More than 3,000 million dollars were placed by private banks in agricultural loans, a sector that employed 2.5 million people in Ecuador
The official refers to the “significant increase in interest rates at the international level” and that “this is a necessary reform of the current policy”, since he recalled that in 2004, the Law on the Tax Regime established that costs (interest) for foreign loans are considered IR expenses and deductions, as long as they are registered in BCE.
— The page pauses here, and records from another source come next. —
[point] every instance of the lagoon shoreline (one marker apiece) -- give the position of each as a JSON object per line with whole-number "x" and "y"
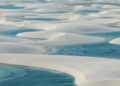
{"x": 85, "y": 74}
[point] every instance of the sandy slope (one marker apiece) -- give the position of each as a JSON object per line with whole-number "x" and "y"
{"x": 87, "y": 71}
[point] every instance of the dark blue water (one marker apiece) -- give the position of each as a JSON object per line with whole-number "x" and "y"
{"x": 105, "y": 49}
{"x": 95, "y": 50}
{"x": 24, "y": 76}
{"x": 15, "y": 32}
{"x": 10, "y": 7}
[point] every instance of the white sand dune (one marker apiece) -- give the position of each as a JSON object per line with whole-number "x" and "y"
{"x": 13, "y": 47}
{"x": 87, "y": 71}
{"x": 115, "y": 41}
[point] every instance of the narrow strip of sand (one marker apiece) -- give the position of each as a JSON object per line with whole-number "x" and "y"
{"x": 87, "y": 71}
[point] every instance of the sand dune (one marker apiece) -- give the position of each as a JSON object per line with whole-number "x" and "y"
{"x": 115, "y": 41}
{"x": 87, "y": 71}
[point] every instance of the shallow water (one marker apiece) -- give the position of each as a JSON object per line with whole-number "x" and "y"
{"x": 104, "y": 50}
{"x": 25, "y": 76}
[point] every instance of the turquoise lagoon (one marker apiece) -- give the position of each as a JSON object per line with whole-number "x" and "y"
{"x": 25, "y": 76}
{"x": 104, "y": 50}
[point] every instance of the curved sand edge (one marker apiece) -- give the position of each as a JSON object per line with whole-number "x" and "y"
{"x": 87, "y": 71}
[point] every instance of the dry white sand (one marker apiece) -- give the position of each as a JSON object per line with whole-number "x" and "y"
{"x": 87, "y": 71}
{"x": 115, "y": 41}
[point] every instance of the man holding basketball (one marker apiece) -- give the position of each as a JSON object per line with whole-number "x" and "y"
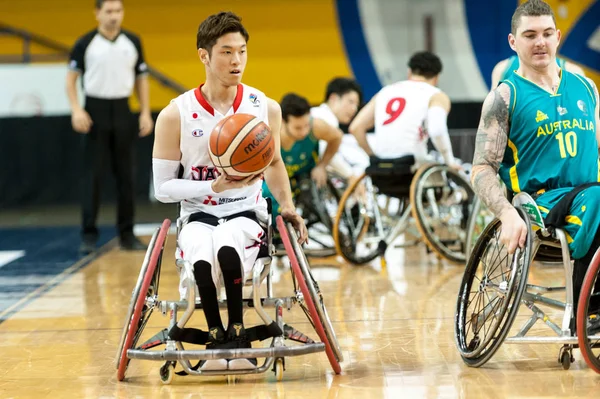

He added that in 2008, the Reformed Tax Fairness Act established that principal and interest payments for external loans registered with BCE were exempt from ISD payments.
“These tax policies facilitate the arrival of funds from abroad through loans under better conditions for financial entities and companies, in order to encourage productive activities, employment, financial inclusion and strengthening dollarization,” he added.
Let me clarify to the public the inaccuracies expressed on social media regarding Income Tax Deduction (IR) and Foreign Currency Output Tax (ISD) Exemption for Foreign Loans: 🧵 https://t.co/QBZ8xaosy0
— Guillermo Avellán 🇪🇨 (@Gmo_Avellan) April 8, 2023
Avellán spoke over the weekend to clarify “inaccuracies expressed on social media” regarding the income tax deduction and foreign currency outflow tax exemption for foreign loans.
And that’s how former president Rafael Correa tweeted: “Really shameful and shameless.” Do you know what this means? ‘Incentives’ is a euphemism for subsidies for the rich. In this case, for those who are in charge abroad, criminals! Others, such as Ramiro García, a professor at the Faculty of Law of the Central University of Ecuador, question that “public education, public health, roads, social security, justice, citizen security, all with budget cuts and an analysis of government incentives for the business sector due to the country’s high risk”.
The manager of the Central Bank replied that “during the government of former President Correa, these legal provisions remained in force. Resolution 188-2015-M regulated the deduction of income tax for external loans” and Resolution 107-2015-F regulated the exemption of ISD for external loans and that both resolutions were issued by the defunct Monetary and Financial Department, chaired by former Minister of Economy and Finance of former President Correa.
How much will the price of plane tickets fall with the reduction of VAT for these holidays and lower prices from June?
Ecuador is currently going through an escalation of country risk, it is growing in a significant way since the last elections in February 2023. Now this indicator reflects greater nervousness in the markets, after the end of the political trial against President Guillermo Lasso, promoted by the opposition in the National Assembly and approved by the Constitutional Court.
On April 5, Ecuador’s country risk was 1,966 points.
This indicator measures Market perception of whether a country will meet its external debt obligations is key to accessing credit and attracting investment. The more points the country’s risk has, the worse, because it is understood that there is a greater risk of non-payment and in the case of seeking financing, the interest rate increases, for example, 1,000 points would mean a rate of 10%, and 2,000 points, 20%.